Şiir Ki Bir İnci Tanesidir, Engin Suların Derinlerinde
Hatice Ayan
Şiir, engin suların derinlerinde yüzmeyi bilenler içindir. Dünyanın en değerli hazinelerini taşıyan istiridyeleri bulup incitmeden inci tanelerine erişebilenler için. O inci taneleri ki gözyaşlarıdır nisan bulutlarının. Aşk elinden çektiği çileyi damıtır bulut gözyaşında. Gözyaşları, engin sulara karıştığında istiridye fark eder onu ve cevherfüruş bir eda ile korumasına alır kıymetini yükseltmek üzere. Gözyaşı, bu özel mihmandarlıkta özlem ve hüzünle beklerken dönüşür inci tanesine, dillere destan bir mücevhere. Şiir, bu mücevherin diğer adıdır. Derinlerde yüzmeyi bilmeden ulaşmanın mümkün olmadığı inci tanesidir o.

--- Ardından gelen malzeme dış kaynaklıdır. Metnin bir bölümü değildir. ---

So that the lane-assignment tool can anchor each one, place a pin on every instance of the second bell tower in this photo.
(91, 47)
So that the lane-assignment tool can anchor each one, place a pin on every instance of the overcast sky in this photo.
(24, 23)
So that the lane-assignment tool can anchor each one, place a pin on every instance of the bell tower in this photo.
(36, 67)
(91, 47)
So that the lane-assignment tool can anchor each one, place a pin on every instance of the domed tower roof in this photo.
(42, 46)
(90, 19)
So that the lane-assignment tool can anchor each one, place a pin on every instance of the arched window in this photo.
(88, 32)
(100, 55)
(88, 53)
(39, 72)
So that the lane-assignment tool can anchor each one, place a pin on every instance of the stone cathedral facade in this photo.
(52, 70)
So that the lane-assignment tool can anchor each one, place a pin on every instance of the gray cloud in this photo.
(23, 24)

Hikâyesi vardır şiirin insanın hikâyesine eş. Aşkın coşkunluğu vardır o hikâyede, özlemin yakıcılığı, bekleyişin insanı evirdiği derinlik. Kalbin ritminin bozulup sonsuz bir hüzünde durmasıdır şiir... Feylezofa inat insanı mağaradan çıkaran, zarif cesarettir o. Beden zindanından kurtulup âzâde olan ruhun büründüğü nahif görünüş. İnce anlatısı gönül dilinin. Zarif ve nahifliğindendir ki bu çağın keşmekeşliğinde en çok yara alan anlatı oldu. Eski devirlerin baş tacı şiir, dilden dile dolanan, gönüllerde taht kuran;sırça köşklerde, saraylarda, hükümdarlar katında ağırlanan şiir… Gül yüzlü güzellik.Nereden bilirdi bir gün kıymet-i harbiyesinin yiteceğini. Bu gürültüye, bu harekete, bu hıza; dijitale ayak uydurması beklenemezdi zinhar. O kadar dingindi ki…Çağın insanı, bu dinginliğin kendisini kaostan kurtaracak belki de tek çare olduğunu bilseydi keşke… Velâkin evrenin düzeni kaosla mümkün olmamış mıydı? Bunca karışıklık hayra âlamet gözükmese de kim bilir bir dinginliğe kavuşur günün birinde ve şiir yeniden kadr ü kıymetine erişir. Bunun için olsa gerek o gül yüzlü, çekip gitmedi aramızdan. Bütün nâzenin edası ve asâletiyle, gizi ve gizil gücüyle kuytularda beklemekte. Kimi vakit ezgisine eşlik etmekte insan ruhunun insana çaktırmadan, kimi vakit kadim tınılara yoldaşlığını sürdürmekte.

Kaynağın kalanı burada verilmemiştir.